Benford’s Law

Of the 60 tallest buildings in the world select one. Guess the first digit in the number expressing its height in feet. What’s the best guess, the most likely digit? Curiously enough the answer has a unique solution: the number 1 is the most likely. It seems odd, even wrong, that the probability is not uniform over the nine possible digits. That it isn’t is Benford’s Law, a curious number-theoretic result with application in fraud detection.

Of course Benford’s Law has a mathematical proof (here’s another), but I’ll avoid that and lean on an intuitive example from Wikipedia.

[I]f a quantity doubles every year, then it will be twice its original value after one year, four times its original value after two years, eight times its original value after three years, and so on. When a quantity which doubles every year reaches a value of 100, the value will have a leading digit of 1 for a year. In the next year, the value rises from 200 to 400 and will have a leading digit of 2 for a little over seven months, and 3 for the remaining five months. In the third year, the leading digit will pass through 4, 5, 6, and 7, spending less and less time with each succeeding digit. Early in the fourth year, the leading digit will pass through 8 and 9. When the quantity’s value reaches 1000, the process starts again. From this example, it can be seen that if the value is sampled at uniformly distributed random times throughout those years, it is more likely to be measured when the leading digit is 1, and successively less likely to be measured with higher leading digits.
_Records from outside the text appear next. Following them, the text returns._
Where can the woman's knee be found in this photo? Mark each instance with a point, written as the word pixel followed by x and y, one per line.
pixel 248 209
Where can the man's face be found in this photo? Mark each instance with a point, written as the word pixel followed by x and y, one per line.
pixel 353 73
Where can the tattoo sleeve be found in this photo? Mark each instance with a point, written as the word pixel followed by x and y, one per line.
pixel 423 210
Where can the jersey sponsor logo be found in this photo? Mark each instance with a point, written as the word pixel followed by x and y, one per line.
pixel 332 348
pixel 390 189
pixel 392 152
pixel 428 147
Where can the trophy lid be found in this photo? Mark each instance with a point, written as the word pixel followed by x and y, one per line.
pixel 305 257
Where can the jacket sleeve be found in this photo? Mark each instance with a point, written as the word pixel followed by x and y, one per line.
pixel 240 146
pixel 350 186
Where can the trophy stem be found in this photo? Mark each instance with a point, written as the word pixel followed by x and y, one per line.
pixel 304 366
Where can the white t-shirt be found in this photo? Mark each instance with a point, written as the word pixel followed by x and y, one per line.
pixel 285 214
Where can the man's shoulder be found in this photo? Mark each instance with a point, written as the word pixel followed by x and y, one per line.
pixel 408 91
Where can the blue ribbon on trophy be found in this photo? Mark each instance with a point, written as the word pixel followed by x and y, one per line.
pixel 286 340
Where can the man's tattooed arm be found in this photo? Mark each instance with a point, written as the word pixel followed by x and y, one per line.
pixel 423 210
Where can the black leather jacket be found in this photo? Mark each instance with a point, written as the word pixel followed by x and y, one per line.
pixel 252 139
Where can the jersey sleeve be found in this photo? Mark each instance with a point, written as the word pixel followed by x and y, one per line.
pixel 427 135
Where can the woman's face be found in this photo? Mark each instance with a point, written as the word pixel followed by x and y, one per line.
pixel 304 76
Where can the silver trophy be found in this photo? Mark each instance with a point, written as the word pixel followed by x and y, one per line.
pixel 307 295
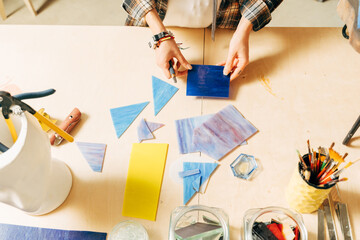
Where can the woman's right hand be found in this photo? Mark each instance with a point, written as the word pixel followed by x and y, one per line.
pixel 167 51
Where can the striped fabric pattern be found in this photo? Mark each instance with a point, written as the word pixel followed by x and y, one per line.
pixel 258 12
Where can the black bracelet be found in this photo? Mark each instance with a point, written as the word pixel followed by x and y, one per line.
pixel 158 36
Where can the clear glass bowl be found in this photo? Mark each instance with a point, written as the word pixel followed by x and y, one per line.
pixel 128 230
pixel 185 216
pixel 265 214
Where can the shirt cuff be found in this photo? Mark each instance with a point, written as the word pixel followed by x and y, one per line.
pixel 257 12
pixel 138 9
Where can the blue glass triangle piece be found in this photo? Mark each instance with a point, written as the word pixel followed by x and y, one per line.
pixel 123 116
pixel 162 93
pixel 93 154
pixel 206 169
pixel 154 126
pixel 144 132
pixel 196 184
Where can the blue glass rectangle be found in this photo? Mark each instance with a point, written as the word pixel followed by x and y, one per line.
pixel 207 81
This example makes it plausible that data tables that involve measurements of exponentially growing quantities will agree with Benford’s Law. But the law also appears to hold for many cases where an exponential growth pattern is not obvious.

The height of buildings would be one such non-obvious case where Benford’s Law appears to hold.

The following table from Wolfram MathWorld provides the probability distribution predicted by Benford’s Law. Notice that the digit 1 is the most probable and each subsequent digit is less likely.

benford-theory

But that’s theory. Here are some empirical results, also from Wolfram MathWorld (entries in the body of the table are empirically determined percentages):

benford-ex

Benford’s Law has been applied to law enforcement in the areas of forensic accounting and fraud detection. If you’re cooking the books by making entries according to a distribution other than the one given by Benford’s Law you may be far more likely to get caught. Had Bernie Madoff investors used Benford’s Law to check his work they might have discovered something fishy.